Can’t resist starchy foods and desserts this holiday season? Research at Penn State demonstrates a tasty way to keep rising blood sugar from harming your body.
The answer these scientists came up with: Drink green tea with a starchy food.
Lab experiments show that a powerful green tea antioxidant, epigallocatechin-3-gallate, (EGCG) limits blood sugar spikes when you consume carbohydrates.
“The spike in blood glucose level is about 50 percent lower than the increase in the blood glucose level of (lab animals) that were not fed EGCG,” says researcher Joshua Lambert. “If what you are eating with your tea has starch in it then you might see that beneficial effect. So, for example, if you have green tea with your bagel for breakfast, it may reduce the spike in blood glucose levels that you would normally get from that food.”

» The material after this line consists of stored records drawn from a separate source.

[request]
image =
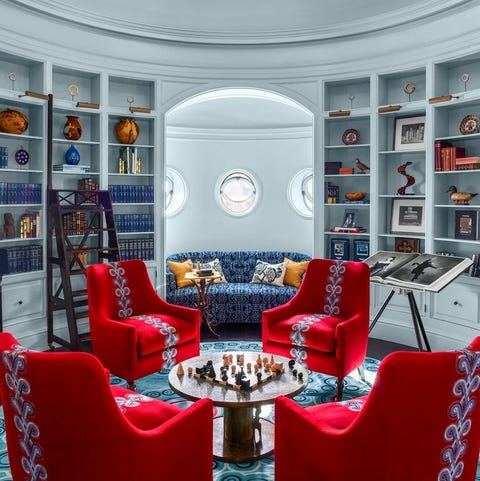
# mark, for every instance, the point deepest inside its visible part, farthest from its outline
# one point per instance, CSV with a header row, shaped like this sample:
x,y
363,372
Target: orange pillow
x,y
294,272
179,269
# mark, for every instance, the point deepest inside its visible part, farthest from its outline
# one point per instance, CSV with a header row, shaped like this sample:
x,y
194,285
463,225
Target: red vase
x,y
72,130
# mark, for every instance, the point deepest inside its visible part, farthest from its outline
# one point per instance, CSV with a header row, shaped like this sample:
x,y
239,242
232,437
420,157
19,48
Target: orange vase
x,y
72,130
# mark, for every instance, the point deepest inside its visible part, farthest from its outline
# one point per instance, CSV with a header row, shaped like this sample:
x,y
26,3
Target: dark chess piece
x,y
361,166
460,198
9,227
410,179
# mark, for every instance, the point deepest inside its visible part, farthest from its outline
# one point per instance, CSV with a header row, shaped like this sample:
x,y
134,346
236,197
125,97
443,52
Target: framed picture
x,y
466,224
410,133
405,244
349,218
408,215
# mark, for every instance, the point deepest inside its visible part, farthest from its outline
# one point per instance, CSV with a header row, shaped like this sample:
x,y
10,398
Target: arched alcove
x,y
257,131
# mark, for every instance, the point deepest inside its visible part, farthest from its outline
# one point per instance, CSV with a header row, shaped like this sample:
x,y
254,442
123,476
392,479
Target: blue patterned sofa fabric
x,y
238,300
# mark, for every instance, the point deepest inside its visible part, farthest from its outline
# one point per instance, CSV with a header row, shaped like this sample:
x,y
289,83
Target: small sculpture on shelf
x,y
460,198
410,179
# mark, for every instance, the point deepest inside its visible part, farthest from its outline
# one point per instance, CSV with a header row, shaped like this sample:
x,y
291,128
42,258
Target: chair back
x,y
422,417
117,290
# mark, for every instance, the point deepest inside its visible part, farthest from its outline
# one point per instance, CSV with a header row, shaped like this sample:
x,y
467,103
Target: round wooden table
x,y
240,435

An enzyme called alpha-amylase made in the mouth and by the pancreas helps break down starch into maltose and glucose. EGCG may inhibit the enzymes ability to break down the starch, the researchers believe, since they also found that EGCG reduced the activity of alpha amylase in the pancreas by 34 percent.

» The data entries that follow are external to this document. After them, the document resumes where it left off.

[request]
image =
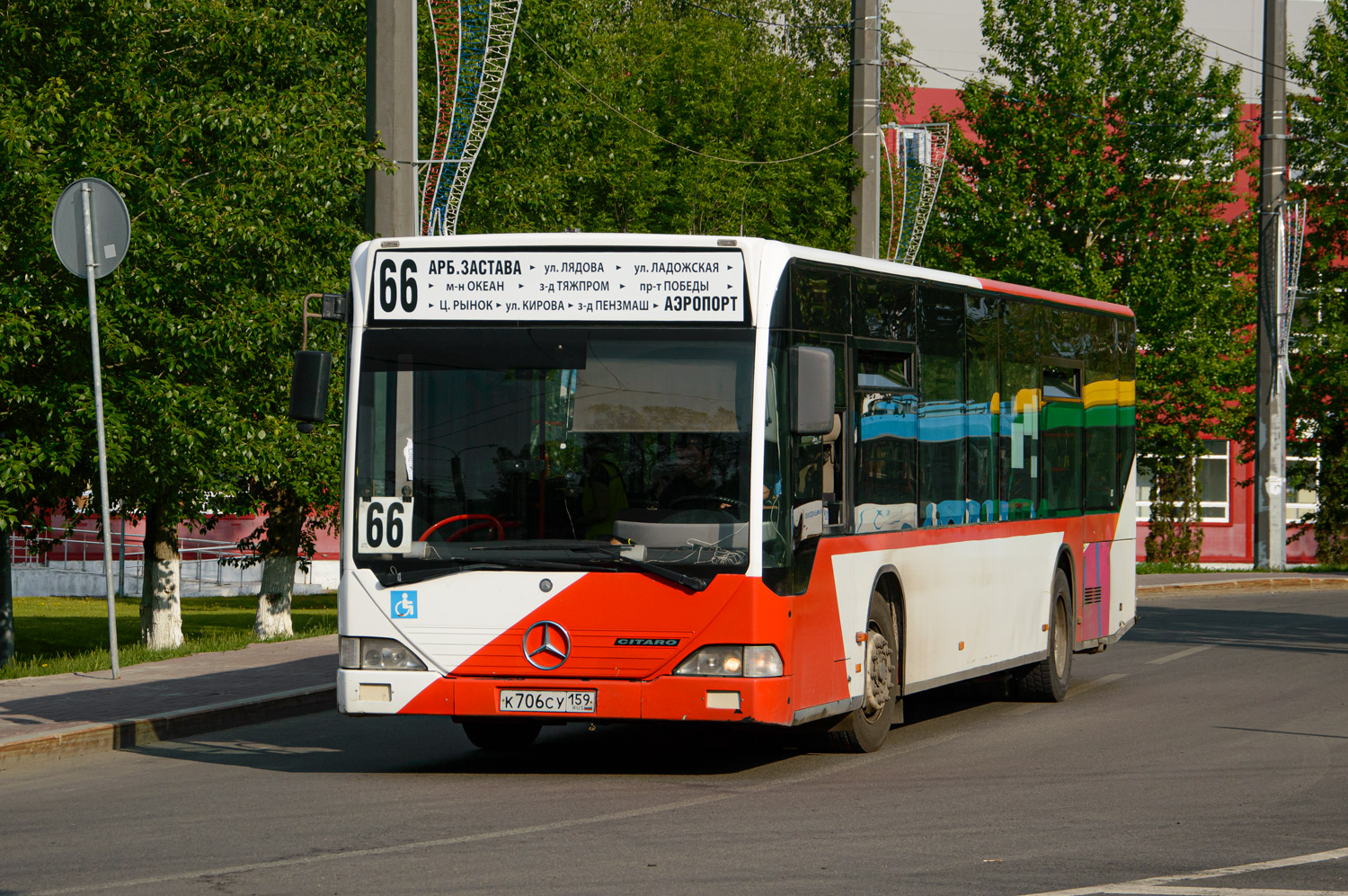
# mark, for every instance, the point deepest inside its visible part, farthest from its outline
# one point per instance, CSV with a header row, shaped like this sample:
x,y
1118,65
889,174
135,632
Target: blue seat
x,y
951,512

But leave the sugar out of your green tea: “That may mean that if you add sugar into your green tea, that might negate the effect that the green tea will have on limiting the rise in blood glucose level,” Lambert warns.
Lambert added that the green tea and the starch would need to be consumed at the same time. For example, drinking a cup of tea well after eating a piece of toast would probably not change the blood sugar spike.